Прежде чем я успеваю ответить, он отворачивается и садится за свой стол. В следующий час постоянно подняты две руки. И обе учитель будет игнорировать.

* * *

У булочной, расположенной на углу нашей улицы, скопление народа. Я всегда ненавидела толпы, заторы, зевак, неумение некоторых сдерживать свое любопытство.

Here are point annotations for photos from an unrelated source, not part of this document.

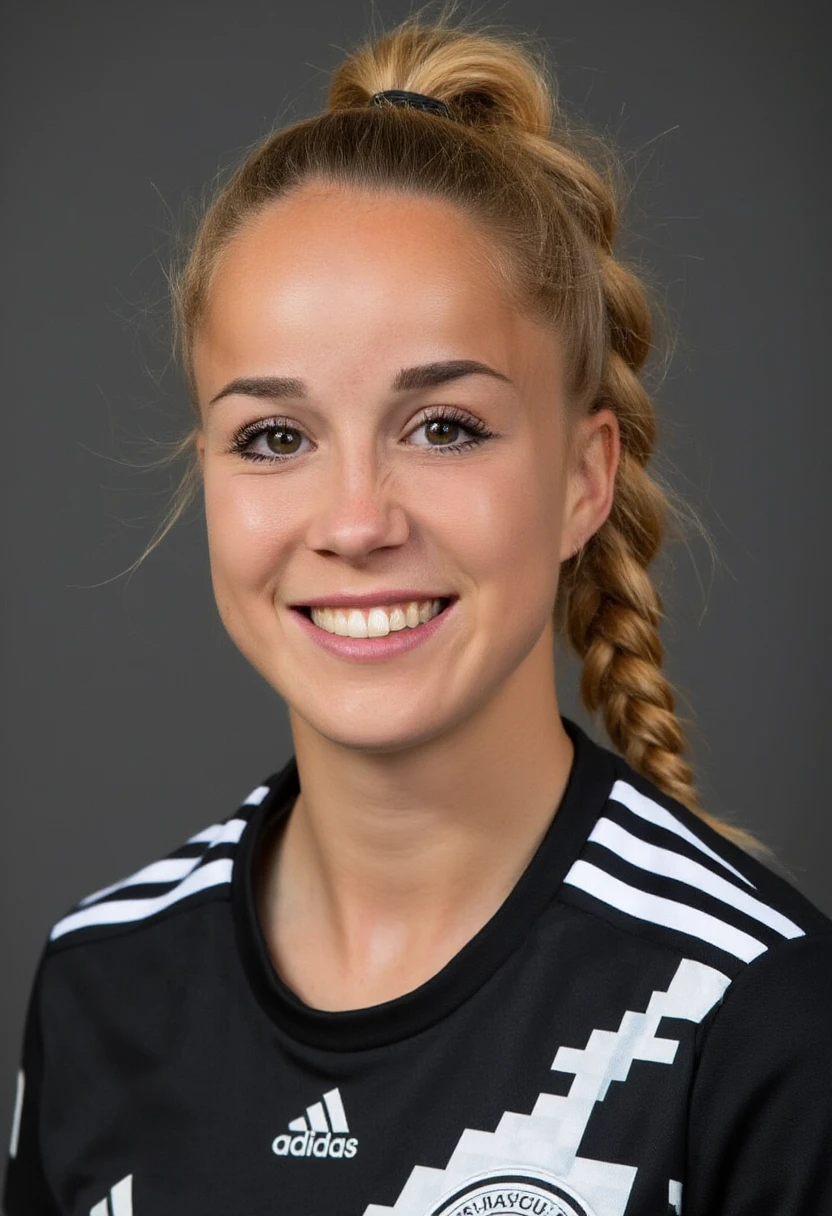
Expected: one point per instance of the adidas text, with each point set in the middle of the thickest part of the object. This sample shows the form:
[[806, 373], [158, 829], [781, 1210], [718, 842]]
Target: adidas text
[[314, 1144]]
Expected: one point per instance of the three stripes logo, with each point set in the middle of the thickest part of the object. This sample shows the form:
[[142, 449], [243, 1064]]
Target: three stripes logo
[[118, 1202], [322, 1131]]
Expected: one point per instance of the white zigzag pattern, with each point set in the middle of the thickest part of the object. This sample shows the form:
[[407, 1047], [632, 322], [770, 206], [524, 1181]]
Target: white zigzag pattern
[[546, 1142]]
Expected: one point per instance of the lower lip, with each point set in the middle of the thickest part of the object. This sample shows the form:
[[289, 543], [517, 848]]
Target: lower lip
[[374, 649]]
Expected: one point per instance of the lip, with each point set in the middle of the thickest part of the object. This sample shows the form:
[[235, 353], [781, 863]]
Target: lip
[[371, 598], [374, 649]]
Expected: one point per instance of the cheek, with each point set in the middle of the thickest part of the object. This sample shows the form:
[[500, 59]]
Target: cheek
[[509, 529], [246, 532]]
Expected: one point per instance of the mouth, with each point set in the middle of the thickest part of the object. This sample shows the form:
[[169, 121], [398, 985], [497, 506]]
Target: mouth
[[444, 602]]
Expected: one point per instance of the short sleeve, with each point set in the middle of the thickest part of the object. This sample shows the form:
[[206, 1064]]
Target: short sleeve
[[760, 1120], [26, 1191]]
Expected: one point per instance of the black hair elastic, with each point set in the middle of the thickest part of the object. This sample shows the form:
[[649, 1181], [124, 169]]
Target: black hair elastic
[[414, 100]]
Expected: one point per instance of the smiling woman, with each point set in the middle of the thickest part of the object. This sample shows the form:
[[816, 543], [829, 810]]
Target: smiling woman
[[474, 960]]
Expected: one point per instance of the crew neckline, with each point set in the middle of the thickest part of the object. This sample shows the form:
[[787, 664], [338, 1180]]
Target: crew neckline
[[591, 777]]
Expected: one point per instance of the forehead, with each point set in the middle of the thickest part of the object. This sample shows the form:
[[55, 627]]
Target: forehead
[[344, 281]]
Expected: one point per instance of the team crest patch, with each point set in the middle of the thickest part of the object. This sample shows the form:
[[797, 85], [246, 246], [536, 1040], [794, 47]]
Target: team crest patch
[[512, 1194]]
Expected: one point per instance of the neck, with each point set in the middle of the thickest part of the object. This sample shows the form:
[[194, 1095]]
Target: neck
[[392, 861]]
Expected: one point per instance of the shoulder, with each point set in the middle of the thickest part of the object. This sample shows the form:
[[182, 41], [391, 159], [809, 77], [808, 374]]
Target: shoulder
[[655, 870], [198, 870]]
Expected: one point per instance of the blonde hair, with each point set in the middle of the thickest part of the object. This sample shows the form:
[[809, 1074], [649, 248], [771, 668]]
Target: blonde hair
[[512, 162]]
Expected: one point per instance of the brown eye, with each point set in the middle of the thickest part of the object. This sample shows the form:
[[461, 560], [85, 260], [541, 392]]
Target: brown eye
[[280, 440], [439, 428]]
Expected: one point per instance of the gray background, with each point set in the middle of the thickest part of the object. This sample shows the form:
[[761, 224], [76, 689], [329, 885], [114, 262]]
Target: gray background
[[129, 719]]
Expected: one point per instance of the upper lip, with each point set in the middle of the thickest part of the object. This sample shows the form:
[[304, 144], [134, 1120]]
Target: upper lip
[[371, 598]]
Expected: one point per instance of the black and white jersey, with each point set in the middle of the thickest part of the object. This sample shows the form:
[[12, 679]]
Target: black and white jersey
[[644, 1026]]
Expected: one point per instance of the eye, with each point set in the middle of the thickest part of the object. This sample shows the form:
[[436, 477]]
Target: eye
[[438, 423], [282, 438]]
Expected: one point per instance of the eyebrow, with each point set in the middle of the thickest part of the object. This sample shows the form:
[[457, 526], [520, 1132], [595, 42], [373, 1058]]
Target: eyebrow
[[405, 381]]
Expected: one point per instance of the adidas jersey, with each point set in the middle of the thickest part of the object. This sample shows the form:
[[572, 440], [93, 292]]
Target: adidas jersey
[[644, 1026]]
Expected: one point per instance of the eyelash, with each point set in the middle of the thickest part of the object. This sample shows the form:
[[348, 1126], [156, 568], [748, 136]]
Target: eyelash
[[246, 434]]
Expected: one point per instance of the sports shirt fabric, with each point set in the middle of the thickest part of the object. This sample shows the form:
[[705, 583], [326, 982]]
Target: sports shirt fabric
[[644, 1026]]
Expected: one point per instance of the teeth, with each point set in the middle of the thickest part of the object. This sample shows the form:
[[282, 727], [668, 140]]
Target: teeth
[[375, 621]]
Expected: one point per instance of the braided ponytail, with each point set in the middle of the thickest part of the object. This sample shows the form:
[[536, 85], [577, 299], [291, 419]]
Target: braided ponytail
[[527, 176]]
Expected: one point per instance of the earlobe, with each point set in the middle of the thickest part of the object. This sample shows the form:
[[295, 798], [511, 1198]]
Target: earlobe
[[592, 479]]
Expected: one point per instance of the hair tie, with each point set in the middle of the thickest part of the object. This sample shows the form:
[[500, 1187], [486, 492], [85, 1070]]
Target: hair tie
[[412, 100]]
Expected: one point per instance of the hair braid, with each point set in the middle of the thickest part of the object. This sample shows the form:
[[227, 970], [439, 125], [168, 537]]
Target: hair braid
[[611, 611]]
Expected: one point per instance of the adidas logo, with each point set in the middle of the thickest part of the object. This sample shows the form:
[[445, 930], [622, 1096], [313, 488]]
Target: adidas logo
[[320, 1132], [118, 1203]]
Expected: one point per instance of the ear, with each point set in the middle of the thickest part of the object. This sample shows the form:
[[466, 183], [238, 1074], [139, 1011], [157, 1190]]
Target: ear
[[596, 449]]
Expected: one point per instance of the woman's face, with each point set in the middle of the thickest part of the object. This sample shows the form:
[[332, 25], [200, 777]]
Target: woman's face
[[339, 292]]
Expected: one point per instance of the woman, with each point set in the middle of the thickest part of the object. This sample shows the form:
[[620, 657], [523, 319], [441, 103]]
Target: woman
[[454, 957]]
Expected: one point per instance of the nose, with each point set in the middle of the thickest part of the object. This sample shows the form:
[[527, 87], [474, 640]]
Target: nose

На этот раз, однако, я замедляю шаг, и одна деталь бросается мне в глаза. Это подошва ботинка человека, лежащего на земле, подошва, к которой приклеена этикетка с ценой, жирно зачеркнутой красным фломастером. 29 евро вместо 59. Мое сердце заходится в груди. Я кидаюсь в толпу, отталкиваю женщину, стоящую ко мне спиной. Все рушится, все пропало. Я не могу шевельнуться. Я узнаю́ Марселя, его высокий лоб, грубую кожу, полные губы. Узнаю каждую мелочь, хотя все, что делало Марселя Марселем, кажется, уже ушло. Одна его рука лежит под щекой. Можно подумать, что он уснул прямо здесь, на тротуаре, выйдя за хлебом. Как будто ему внезапно захотелось прилечь. Так можно было бы подумать, если бы не струйка крови, на виске, кажется, уже засохшая. Сколько времени он здесь лежит? Где скорая помощь? Вызвал ли ее кто-нибудь? Меня охватывает паника, но в ту же минуту звучит сирена. В следующие секунды машина тормозит на тротуаре, распахивается боковая дверца, выскакивают врачи и разгоняют толпу. Они расспрашивают того, кто, видимо, вызвал «скорую», но я ничего не слышу. В ушах гудит. Между тем один врач что-то мне говорит, я вижу, как шевелятся его губы в нескольких сантиметрах от моего лица, вижу его пристальный взгляд. Но ничего не слышу. Тогда он хватает меня за руку и повторяет: «Мадемуазель, здесь нельзя стоять. Вы меня слышите? Мадемуазель?» Я пытаюсь ответить «да», но ни звука не срывается с моих губ. Он хмурится, делает знак своей коллеге, но, пока она идет к нам, я выговариваю: «Это мой дедушка». Врач хочет что-то ответить, но теперь я хватаюсь за его руку. «Он мой дедушка, гораздо больше, чем просто дедушка».